To eliminate the brittle nature of the bond-slip law which is observed in conventional concretes, a strain resilient cementitious composite (SRCC) with a high tensile strain capacity and improved tensile strength is considered as the host matrix. The ductility and resilience of this innovative cementitious material provides an interesting test-bed for the development of bond and stress-transfer [
3], since transverse tensile strength in the bar-cover is sustained up to large hoop strains due to the bridging effect provided by the fibers [
4,
5] and the fine-grained matrix often enhanced by nano-materials.

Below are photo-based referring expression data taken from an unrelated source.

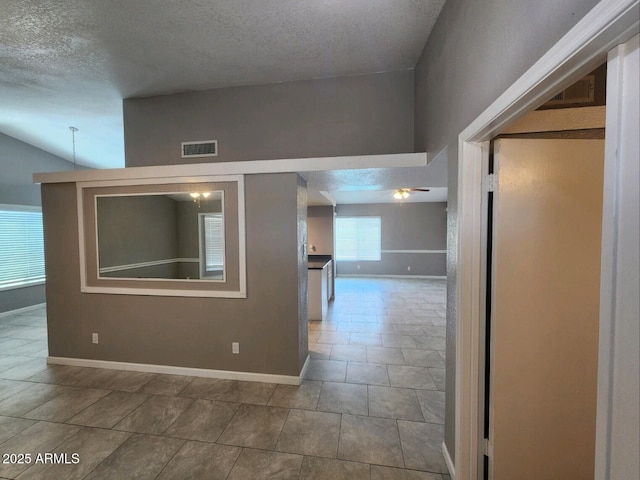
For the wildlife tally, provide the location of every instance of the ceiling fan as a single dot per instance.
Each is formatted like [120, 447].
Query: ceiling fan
[403, 193]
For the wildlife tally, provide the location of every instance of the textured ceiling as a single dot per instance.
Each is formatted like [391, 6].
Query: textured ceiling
[71, 62]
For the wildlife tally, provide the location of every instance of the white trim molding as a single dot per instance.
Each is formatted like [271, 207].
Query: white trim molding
[249, 167]
[583, 48]
[173, 370]
[448, 461]
[413, 251]
[432, 277]
[165, 287]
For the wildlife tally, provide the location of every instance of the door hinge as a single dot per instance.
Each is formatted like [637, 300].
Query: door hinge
[492, 182]
[487, 448]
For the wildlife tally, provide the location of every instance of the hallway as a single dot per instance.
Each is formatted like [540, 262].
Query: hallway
[371, 406]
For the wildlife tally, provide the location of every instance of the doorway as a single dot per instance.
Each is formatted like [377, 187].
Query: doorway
[581, 50]
[543, 306]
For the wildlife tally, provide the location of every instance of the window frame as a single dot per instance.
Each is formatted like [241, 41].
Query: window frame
[357, 253]
[30, 281]
[202, 243]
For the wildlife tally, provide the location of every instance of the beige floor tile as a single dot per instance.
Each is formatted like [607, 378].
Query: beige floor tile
[41, 437]
[432, 404]
[255, 426]
[411, 377]
[155, 415]
[209, 388]
[249, 392]
[303, 396]
[343, 398]
[367, 373]
[140, 457]
[204, 420]
[355, 353]
[92, 446]
[170, 385]
[109, 410]
[326, 370]
[314, 468]
[201, 460]
[370, 440]
[262, 465]
[391, 402]
[67, 404]
[422, 446]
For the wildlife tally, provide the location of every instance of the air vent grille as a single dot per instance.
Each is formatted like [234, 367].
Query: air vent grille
[207, 148]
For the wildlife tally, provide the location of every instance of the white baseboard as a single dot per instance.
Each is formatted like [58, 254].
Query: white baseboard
[22, 310]
[448, 461]
[172, 370]
[432, 277]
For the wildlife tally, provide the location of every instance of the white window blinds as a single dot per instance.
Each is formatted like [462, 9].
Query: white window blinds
[21, 247]
[213, 241]
[358, 238]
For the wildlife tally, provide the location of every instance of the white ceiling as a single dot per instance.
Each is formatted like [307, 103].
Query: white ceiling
[71, 62]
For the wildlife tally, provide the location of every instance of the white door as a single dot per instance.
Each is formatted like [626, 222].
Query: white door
[546, 246]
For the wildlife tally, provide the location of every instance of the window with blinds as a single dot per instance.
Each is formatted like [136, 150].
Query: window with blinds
[358, 239]
[212, 243]
[21, 247]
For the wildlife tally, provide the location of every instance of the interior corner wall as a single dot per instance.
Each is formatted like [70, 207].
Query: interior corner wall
[474, 53]
[413, 236]
[303, 273]
[184, 331]
[18, 162]
[356, 115]
[320, 229]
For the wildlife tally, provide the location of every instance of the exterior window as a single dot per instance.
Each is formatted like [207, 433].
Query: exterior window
[358, 239]
[21, 246]
[212, 244]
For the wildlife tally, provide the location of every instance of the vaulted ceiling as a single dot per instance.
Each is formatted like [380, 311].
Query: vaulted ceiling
[71, 62]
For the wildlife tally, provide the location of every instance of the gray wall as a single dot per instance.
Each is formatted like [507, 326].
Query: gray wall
[367, 114]
[136, 229]
[474, 53]
[18, 162]
[320, 229]
[405, 226]
[188, 331]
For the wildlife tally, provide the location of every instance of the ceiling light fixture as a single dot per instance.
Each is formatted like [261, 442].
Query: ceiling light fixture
[196, 196]
[73, 142]
[401, 194]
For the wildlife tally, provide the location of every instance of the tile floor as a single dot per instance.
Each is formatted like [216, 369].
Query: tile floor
[371, 406]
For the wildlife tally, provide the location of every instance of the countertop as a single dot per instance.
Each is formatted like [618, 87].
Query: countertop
[318, 262]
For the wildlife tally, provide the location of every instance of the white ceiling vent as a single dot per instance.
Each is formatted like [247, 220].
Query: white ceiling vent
[206, 148]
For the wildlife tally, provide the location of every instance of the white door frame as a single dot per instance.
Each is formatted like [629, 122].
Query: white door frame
[583, 48]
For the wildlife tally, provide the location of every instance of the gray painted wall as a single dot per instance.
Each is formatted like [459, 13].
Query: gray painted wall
[18, 162]
[189, 331]
[474, 53]
[367, 114]
[405, 226]
[320, 230]
[136, 229]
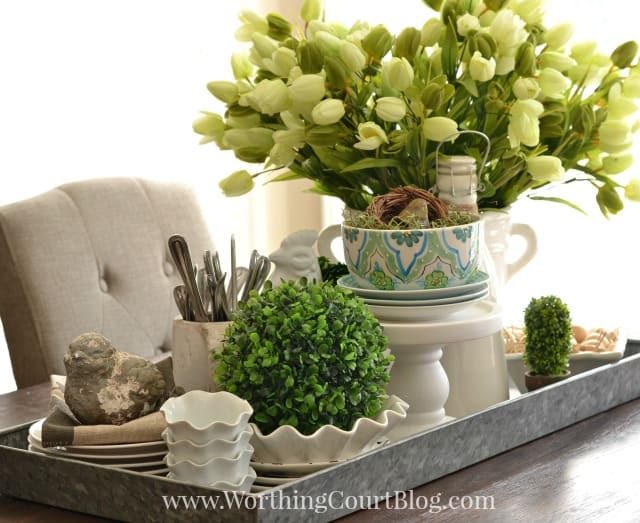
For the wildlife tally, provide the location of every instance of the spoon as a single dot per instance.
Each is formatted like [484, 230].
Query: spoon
[180, 297]
[182, 257]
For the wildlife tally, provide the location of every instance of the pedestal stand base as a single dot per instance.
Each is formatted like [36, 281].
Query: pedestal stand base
[417, 375]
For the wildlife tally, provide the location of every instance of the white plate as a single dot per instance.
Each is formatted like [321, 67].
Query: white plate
[129, 449]
[273, 481]
[66, 451]
[422, 312]
[436, 301]
[476, 283]
[123, 461]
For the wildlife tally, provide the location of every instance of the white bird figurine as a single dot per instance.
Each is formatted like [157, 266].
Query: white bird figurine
[296, 259]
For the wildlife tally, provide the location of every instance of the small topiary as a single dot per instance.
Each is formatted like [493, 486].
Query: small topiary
[547, 336]
[305, 355]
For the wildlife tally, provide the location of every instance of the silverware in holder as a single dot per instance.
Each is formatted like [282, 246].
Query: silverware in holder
[204, 296]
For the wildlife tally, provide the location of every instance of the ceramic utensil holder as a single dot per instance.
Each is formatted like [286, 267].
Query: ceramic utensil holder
[193, 343]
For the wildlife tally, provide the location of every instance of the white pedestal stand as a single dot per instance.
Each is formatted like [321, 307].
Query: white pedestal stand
[417, 375]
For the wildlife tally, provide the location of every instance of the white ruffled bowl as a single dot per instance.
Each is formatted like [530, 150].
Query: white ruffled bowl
[213, 471]
[244, 485]
[185, 450]
[328, 443]
[200, 416]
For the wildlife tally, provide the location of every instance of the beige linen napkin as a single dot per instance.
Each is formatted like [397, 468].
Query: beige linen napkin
[62, 428]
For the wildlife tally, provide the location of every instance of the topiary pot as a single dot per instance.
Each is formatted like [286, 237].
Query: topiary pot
[536, 381]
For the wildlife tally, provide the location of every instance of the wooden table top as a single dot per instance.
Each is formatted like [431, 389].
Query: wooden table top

Available tests on CNT and fiber-reinforced cementitious mortars [
6,
7] illustrate that whereas micro-fibers ameliorate the strain capacity in tension, the CNTs impart significantly higher energy for crack propagation and thus increased tensile strength, by arresting the propagation of cracks at the nanoscale in the matrix structure. These effects are expected to favorably affect the matrix-to-reinforcement bond strength, although tests verifying this assumption are still not available.

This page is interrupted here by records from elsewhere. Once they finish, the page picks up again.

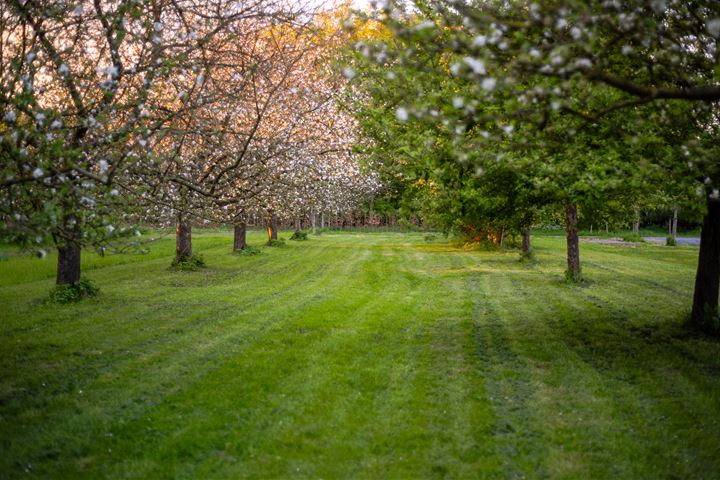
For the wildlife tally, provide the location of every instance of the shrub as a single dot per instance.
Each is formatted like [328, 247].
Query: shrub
[73, 292]
[248, 251]
[188, 263]
[276, 243]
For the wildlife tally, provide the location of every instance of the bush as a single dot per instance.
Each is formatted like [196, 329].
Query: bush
[188, 263]
[248, 251]
[276, 243]
[633, 238]
[73, 292]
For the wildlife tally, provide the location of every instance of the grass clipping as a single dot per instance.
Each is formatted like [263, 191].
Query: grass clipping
[73, 292]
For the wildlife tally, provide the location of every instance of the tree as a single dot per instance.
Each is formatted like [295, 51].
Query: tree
[84, 92]
[590, 60]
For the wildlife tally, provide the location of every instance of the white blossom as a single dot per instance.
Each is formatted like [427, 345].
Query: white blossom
[713, 27]
[489, 83]
[402, 114]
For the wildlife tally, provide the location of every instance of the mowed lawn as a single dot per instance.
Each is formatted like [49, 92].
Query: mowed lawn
[360, 356]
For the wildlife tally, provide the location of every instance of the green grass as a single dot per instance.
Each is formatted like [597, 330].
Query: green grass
[364, 356]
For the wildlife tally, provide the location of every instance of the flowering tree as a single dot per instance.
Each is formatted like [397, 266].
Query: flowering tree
[84, 92]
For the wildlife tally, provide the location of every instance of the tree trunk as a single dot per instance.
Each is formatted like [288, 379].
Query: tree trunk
[707, 279]
[69, 257]
[573, 243]
[527, 247]
[239, 241]
[636, 223]
[183, 239]
[272, 227]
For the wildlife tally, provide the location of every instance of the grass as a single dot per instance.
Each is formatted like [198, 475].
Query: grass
[351, 355]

Few experimental investigations have been published regarding the bond-slip behavior of deformed steel bars embedded in fine-grained fiber reinforced cementitious composites, even without nano-additives. Chao et al. [
8] conducted modified-pullout tests, where both the pulled bar and the surrounding media are stressed in tension along the anchorage length
Lb (this is a prerequisite condition of the test setup so that the SRCC matrix may be able to develop its enhanced ductility in tension). It was observed that the large deformation capacity of the bar cover enables a much milder descend in the post-peak branch of the bond-slip law regulating accordingly the deformation capacity of reinforced concrete anchorages. In this modified pullout test the matrix hoop tensile stress was varied along the anchorage length; thus the intensity of multi-cracking was accordingly hampered. Bandelt and Billington [
4,
5] conducted splice tests, thus securing constant hoop tensile stress of the matrix lengthwise along the splice zone; they measured similar bond response, but smaller magnitudes than Chao et al. [
8] due to longer embedded length and the nature of the bond mechanism (splice versus anchorage).
The aim of the experimental effort presented herein was to explore the effect that the tensile strain capacity of a strain resilient cementitious matrix would have on the bond mechanism and the strain development capacity of embedded reinforcement. The latter is the ultimate strain the reinforcement would be able to develop given its anchorage length. The mix comprised fine-grained particles and was reinforced with carbon nano-tubes (CNT) and micro polypropylene fibers (PP). With reference to the strain ductility of the matrix, the age of testing is critical because the gradual strength increase seems to compromise debonding and pull out of fibers in favor of strain localization and eventual failure by fiber rupture [
9,
10]; thus age of testing is a variable of the experimental program (dates of testing 30 and 70 d after casting).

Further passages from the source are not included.